The Trailex brand is the most popular among the Lowcountry Paddlers (Charleston based paddling club) followed by homemade (steel-based) trailers. I haven’t seen any club members with a Rack and Roll.

Comparing suspension, quality of aluminum, initial price, weight, and ability to be stored, we chose last week to purchase the Rack and Roll.

Other than initial price, the Rack and Roll was clearly superior for our needs. YMMV.


Mt. Pleasant, SC

Can’t wait to stop lifting kayaks onto a roof.

I agree with betteweena
Aluminum is nice, but it’s hard to beat a galvinized trailer for half the price (or less if you do it yourself). Mine holds 4 kayaks plus a ton of gear in the box below. It’s a converted jonboat trailer that I got 15 years ago for $150. I used it for my jonboat for 9 years and converted it to a kayak trailer 6 years ago. I just replaced the axle, hubs, and springs for $250. I live near saltwater and use it near saltwater every weekend.

Ours is a one-snowmobile trailer
Triton Blizzard XT. Came with a long tongue (which we extended even more) and a nice marine plywood flatbed. It is aluminum. $1000 new back in 2000.

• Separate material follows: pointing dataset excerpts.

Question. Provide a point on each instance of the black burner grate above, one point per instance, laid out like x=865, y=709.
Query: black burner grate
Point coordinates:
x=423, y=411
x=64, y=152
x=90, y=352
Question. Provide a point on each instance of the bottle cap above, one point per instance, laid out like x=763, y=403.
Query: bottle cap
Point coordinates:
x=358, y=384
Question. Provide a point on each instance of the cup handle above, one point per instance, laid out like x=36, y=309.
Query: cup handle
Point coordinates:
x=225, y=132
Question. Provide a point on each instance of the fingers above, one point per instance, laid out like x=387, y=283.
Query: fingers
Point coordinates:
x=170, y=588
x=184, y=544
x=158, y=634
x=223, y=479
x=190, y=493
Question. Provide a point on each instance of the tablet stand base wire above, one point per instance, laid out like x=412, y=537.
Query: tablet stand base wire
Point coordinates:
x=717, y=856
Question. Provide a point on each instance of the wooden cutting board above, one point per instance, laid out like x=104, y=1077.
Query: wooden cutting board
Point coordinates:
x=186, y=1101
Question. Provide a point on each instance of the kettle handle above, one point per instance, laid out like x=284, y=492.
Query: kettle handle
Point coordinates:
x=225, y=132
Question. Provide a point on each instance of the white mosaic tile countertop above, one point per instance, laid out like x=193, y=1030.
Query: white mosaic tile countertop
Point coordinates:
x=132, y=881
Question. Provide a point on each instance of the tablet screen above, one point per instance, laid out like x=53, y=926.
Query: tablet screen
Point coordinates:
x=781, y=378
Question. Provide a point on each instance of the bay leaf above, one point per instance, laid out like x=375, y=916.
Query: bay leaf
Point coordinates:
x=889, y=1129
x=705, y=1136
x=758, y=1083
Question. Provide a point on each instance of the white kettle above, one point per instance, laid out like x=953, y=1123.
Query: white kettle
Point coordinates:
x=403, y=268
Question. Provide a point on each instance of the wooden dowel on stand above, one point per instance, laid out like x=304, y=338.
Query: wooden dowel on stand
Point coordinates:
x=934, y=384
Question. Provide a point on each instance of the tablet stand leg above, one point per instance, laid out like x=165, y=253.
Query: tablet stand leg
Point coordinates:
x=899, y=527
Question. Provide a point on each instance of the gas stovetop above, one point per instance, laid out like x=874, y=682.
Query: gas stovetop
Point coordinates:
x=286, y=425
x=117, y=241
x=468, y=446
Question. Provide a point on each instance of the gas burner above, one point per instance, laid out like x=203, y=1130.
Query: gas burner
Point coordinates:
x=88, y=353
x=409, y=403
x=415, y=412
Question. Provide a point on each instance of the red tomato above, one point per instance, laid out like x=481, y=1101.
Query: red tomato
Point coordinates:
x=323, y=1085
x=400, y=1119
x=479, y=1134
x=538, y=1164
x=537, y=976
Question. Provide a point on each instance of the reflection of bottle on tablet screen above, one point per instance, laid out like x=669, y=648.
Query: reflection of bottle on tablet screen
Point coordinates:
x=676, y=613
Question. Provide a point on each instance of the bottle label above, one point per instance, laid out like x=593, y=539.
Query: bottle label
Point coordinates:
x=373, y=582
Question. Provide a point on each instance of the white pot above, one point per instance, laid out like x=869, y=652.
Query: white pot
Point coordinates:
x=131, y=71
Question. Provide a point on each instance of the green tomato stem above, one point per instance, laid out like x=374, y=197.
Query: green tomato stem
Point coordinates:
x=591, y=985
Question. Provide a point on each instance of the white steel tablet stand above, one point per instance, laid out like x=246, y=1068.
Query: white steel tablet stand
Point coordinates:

We added crossbars made from padded 2x4 wood, but last week I paid a welder to make some custom steel brackets that I could attach round metal crossbars to (in this case, Yakima, but any crossbar could be fitted).

I took photos of the set-up before I disassembled the pieces so I could coat the steel brackets (Liquid Electrical Tape). Since Brett has just enabled posting photos here, later today I will make a gallery showing our trailer.

Pics would be good
I would love if some of you posted pics of your trailers so we can see what is out there.

Photo gallery of trailer is up!
Hey, am I the first (after Brent) to put one up?

Anyway, the crossbars are 58" long. We carry two kayaks on them, but if you use stackers you might be able to carry three kayaks on their sides. Or mod further to add a second level of racks. The trailer’s payload is something like 1300 lbs so no worries about maxing it out with kayaks.

It’s good for carrying other bulky things, too.

The photo with the yellow kayak shows the previous set-up, with padded wood crossbars. The other photos show the custom brackets.

nice pics
Thanks for the pics they are most appreciated.

Harbor Freight has some 4x8 utility trailers in the $250 range that you assemble yourself. Add a few 2x4s and some padding to have a custom, and lightweight kayak trailer. If your boats are more that about 14 feet, you may have to extend the tongue a little.

Aluminum is okay as long as you don’t ever intend to modify it. It’s hard to find anyone who welds aluminum because it emits a poisonous gas.

At any rate, for about $300 you can have a serviceable trailer that you can modify and weld to to your heart’s content.